## Task 1 : sentiment Labeling
#### the installation instructions for setting up the libraries
Install core libraries: 
pip install pandas spacy python-dateutil

Install SpacyTextBlob for sentiment analysis:
pip install spacytextblob


In [2]:
#import the libiaries
import pandas as pd
import re
from datetime import timedelta
import spacy
from spacytextblob.spacytextblob import SpacyTextBlob
# read csv file
df = pd.read_csv('testin.csv')

# Clean text function
def clean_text(text):
    text = str(text).lower()
    text = re.sub(r'[^\w\s]', '', text)  # Remove punctuation
    text = re.sub(r'\s+', ' ', text).strip()  # Remove extra spaces
    return text
df['body'] = df['body'].apply(clean_text)

In [3]:
#Load spaCy and add TextBlob component
nlp = spacy.load("en_core_web_sm")
nlp.add_pipe("spacytextblob")

# Define a function to classify sentiment using TextBlob
def classify_sentiment(text):
    doc = nlp(text)
     # get the sentiment score
    sentiment_score = doc._.blob.polarity
    # get the sentiment label
    if sentiment_score > 0.4:
        sentiment_label = "Positive"
    elif sentiment_score < 0:
        sentiment_label = "Negative"
    else:
        sentiment_label = "Neutral"
    return sentiment_label

df['sentiment_label'] = df['body'].apply(classify_sentiment)

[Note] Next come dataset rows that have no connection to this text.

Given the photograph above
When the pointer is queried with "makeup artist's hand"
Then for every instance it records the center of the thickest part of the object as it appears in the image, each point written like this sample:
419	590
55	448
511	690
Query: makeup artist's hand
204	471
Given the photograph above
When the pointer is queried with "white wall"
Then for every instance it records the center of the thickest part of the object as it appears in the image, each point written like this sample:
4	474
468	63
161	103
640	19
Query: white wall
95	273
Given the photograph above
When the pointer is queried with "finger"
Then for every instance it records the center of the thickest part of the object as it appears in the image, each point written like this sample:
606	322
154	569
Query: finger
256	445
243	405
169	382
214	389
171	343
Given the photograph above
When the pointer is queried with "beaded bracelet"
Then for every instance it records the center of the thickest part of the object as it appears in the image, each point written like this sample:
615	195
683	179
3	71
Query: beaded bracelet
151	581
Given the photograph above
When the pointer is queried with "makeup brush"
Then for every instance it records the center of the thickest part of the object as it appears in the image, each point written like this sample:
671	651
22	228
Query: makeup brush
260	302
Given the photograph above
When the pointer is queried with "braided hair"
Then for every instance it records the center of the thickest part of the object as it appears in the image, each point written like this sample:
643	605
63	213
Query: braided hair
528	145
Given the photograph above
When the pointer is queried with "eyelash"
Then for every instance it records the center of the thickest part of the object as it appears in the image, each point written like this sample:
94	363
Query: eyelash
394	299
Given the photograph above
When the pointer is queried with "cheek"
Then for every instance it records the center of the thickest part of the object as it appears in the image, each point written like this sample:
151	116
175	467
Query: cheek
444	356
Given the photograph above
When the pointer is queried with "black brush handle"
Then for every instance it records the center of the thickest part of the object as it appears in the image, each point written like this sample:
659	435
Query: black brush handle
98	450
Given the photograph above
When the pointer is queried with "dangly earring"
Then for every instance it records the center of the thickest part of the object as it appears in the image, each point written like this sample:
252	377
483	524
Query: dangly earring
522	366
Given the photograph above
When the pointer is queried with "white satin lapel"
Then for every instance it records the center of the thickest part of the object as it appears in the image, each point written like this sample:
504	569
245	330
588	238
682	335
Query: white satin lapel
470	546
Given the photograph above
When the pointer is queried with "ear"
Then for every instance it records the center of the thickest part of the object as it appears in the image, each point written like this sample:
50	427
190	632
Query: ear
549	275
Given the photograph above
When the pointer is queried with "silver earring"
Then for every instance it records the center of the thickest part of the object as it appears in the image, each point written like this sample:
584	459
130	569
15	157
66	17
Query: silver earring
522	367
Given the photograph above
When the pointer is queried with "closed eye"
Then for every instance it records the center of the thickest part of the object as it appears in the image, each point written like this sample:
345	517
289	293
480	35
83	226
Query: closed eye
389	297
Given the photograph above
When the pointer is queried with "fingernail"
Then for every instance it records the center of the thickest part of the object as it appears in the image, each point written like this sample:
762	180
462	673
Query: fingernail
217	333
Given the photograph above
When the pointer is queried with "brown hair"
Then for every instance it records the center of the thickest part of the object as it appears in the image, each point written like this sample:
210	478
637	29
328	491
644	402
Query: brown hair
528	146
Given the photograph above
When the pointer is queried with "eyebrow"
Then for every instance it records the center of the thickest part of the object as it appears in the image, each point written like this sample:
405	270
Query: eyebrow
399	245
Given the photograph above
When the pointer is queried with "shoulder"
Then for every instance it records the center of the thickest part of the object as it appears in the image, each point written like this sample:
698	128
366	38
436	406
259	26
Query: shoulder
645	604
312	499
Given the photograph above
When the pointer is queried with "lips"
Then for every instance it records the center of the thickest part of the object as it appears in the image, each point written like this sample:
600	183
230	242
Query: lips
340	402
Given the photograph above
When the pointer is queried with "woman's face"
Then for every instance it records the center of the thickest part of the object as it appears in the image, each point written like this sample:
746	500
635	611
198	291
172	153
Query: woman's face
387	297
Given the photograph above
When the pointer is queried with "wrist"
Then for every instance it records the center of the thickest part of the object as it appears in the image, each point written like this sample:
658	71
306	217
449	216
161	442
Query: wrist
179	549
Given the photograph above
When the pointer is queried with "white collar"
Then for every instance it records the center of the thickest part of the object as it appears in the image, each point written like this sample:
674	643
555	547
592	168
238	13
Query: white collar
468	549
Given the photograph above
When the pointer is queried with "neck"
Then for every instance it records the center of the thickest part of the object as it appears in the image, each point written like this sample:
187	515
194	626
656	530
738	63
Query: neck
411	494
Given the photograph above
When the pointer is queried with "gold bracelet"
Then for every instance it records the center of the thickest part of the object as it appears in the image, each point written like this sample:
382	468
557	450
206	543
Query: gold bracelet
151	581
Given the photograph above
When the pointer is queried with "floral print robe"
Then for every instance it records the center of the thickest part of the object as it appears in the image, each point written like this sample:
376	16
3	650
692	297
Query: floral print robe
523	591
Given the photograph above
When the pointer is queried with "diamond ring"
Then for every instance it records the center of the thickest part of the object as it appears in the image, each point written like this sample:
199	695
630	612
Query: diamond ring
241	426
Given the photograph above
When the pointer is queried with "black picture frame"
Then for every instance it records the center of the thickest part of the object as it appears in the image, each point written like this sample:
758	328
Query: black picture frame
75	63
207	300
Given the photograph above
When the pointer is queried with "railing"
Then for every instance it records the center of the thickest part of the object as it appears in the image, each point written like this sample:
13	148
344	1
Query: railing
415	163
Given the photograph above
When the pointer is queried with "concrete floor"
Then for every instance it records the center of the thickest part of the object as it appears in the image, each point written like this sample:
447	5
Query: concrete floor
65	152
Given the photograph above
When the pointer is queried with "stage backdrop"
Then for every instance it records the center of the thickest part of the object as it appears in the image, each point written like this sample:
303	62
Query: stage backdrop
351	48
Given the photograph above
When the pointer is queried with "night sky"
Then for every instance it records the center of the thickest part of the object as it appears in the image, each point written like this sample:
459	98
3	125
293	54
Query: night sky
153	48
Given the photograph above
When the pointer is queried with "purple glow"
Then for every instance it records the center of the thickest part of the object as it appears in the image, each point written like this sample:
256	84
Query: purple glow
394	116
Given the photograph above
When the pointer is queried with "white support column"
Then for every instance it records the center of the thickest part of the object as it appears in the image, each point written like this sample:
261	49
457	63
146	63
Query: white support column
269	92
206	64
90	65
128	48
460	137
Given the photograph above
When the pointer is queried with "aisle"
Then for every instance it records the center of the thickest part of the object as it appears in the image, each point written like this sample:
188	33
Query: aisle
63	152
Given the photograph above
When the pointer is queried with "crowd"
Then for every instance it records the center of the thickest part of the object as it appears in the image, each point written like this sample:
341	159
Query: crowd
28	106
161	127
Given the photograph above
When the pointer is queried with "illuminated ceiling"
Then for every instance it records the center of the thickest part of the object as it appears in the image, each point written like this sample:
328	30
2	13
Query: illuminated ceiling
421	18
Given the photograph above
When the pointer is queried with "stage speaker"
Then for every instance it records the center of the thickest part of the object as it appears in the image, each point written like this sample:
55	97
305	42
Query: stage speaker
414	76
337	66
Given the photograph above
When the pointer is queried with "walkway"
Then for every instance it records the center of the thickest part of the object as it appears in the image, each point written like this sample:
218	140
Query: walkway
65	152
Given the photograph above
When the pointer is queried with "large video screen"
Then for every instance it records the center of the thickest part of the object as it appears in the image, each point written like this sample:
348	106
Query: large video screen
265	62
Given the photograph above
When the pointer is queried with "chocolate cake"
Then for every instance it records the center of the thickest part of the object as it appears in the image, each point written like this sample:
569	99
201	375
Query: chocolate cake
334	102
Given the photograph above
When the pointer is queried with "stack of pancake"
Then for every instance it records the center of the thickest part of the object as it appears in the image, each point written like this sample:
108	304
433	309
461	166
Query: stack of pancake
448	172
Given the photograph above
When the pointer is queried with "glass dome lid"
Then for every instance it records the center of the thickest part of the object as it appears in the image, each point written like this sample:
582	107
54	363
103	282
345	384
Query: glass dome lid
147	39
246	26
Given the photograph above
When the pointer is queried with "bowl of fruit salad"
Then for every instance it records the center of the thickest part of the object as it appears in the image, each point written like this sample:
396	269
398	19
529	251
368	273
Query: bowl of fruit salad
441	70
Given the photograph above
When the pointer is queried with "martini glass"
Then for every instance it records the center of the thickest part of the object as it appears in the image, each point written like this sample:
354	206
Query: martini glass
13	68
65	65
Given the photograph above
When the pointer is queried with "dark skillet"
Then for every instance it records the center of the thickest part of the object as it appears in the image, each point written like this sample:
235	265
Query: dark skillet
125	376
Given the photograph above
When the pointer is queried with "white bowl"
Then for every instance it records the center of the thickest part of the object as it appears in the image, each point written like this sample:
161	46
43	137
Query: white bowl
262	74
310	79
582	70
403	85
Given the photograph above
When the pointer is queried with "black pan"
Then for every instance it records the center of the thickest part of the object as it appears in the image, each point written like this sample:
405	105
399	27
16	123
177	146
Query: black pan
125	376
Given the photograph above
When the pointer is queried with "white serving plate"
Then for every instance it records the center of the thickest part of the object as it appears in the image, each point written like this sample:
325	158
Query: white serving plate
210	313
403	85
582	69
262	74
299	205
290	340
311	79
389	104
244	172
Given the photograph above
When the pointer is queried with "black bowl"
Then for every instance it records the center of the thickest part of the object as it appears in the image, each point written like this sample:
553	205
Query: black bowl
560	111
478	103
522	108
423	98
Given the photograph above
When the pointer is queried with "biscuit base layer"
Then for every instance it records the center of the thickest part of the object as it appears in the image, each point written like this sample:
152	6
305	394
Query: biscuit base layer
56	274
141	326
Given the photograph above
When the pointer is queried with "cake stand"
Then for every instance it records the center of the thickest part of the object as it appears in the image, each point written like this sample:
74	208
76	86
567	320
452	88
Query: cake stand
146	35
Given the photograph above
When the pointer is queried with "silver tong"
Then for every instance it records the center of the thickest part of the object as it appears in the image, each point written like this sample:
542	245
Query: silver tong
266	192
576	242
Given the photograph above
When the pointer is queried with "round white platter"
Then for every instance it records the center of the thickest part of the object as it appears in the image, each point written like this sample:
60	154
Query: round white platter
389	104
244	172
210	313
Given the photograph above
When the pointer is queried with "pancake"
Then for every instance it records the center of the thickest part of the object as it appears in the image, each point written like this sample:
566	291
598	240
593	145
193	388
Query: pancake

# Save the updated DataFrame to a new CSV file !
# df = pd.read_excel('testin.csv') (if you need)

# Check the result
df

Unnamed: 0,Subject,body,date,from,sentiment_label
0,EnronOptions Update!,enronoptions announcement we have updated the ...,5/10/2010,sally.beck@enron.com,Neutral
1,(No Subject),marc unfortunately today is not going to work ...,7/29/2010,eric.bass@enron.com,Negative
2,Phone Screen Interview - Shannon L. Burnham,when wednesday june 06 2001 1000 am1100 am gmt...,7/25/2011,sally.beck@enron.com,Neutral
3,RE: My new work email,we were thinking papasitos we can meet somewhe...,3/25/2010,johnny.palmer@enron.com,Negative
4,Bet,since you never gave me the 20 for the last ti...,5/21/2011,lydia.delgado@enron.com,Negative
...,...,...,...,...,...
2186,Re: Resume,thanks for the resume she has had some good ex...,6/17/2011,johnny.palmer@enron.com,Neutral
2187,"Final Schedule - Wednesday, May 2, 2001 - Jesu...",attached please find the following documents t...,1/20/2011,johnny.palmer@enron.com,Neutral
2188,(No Subject),good to finally hear from judging from your em...,1/2/2011,don.baughman@enron.com,Neutral
2189,League is Set,it looks like we have our 12 teams we will pro...,3/11/2011,rhonda.denton@enron.com,Neutral


## Task 2: Go to Task 2 EDA.ipynb file

## Task 3: Employee Score Calculation

In [4]:
# Prepare Employee Score for ranking
df['month'] = pd.to_datetime(df['date']).dt.strftime('%Y-%m')
df['Label_score'] = df['sentiment_label']
df['Label_score'] = df['Label_score'].str.replace('Negative','-1').replace('Positive','1').replace('Neutral','0')
df['Label_score'] = df['Label_score'].astype(int)  
df #check again

Unnamed: 0,Subject,body,date,from,sentiment_label,month,Label_score
0,EnronOptions Update!,enronoptions announcement we have updated the ...,5/10/2010,sally.beck@enron.com,Neutral,2010-05,0
1,(No Subject),marc unfortunately today is not going to work ...,7/29/2010,eric.bass@enron.com,Negative,2010-07,-1
2,Phone Screen Interview - Shannon L. Burnham,when wednesday june 06 2001 1000 am1100 am gmt...,7/25/2011,sally.beck@enron.com,Neutral,2011-07,0
3,RE: My new work email,we were thinking papasitos we can meet somewhe...,3/25/2010,johnny.palmer@enron.com,Negative,2010-03,-1
4,Bet,since you never gave me the 20 for the last ti...,5/21/2011,lydia.delgado@enron.com,Negative,2011-05,-1
...,...,...,...,...,...,...,...
2186,Re: Resume,thanks for the resume she has had some good ex...,6/17/2011,johnny.palmer@enron.com,Neutral,2011-06,0
2187,"Final Schedule - Wednesday, May 2, 2001 - Jesu...",attached please find the following documents t...,1/20/2011,johnny.palmer@enron.com,Neutral,2011-01,0
2188,(No Subject),good to finally hear from judging from your em...,1/2/2011,don.baughman@enron.com,Neutral,2011-01,0
2189,League is Set,it looks like we have our 12 teams we will pro...,3/11/2011,rhonda.denton@enron.com,Neutral,2011-03,0


## Task 4 : Employee Ranking

In [5]:
# Calculate monthly scores
monthly_scores = df.groupby(['month', 'from'], dropna=False)['Label_score'].sum().reset_index()

# Get top 3 per month
top_3 = (monthly_scores.sort_values(['month', 'Label_score'], ascending=[True, False])
                     .groupby('month')
                     .head(3)
                     .reset_index(drop=True))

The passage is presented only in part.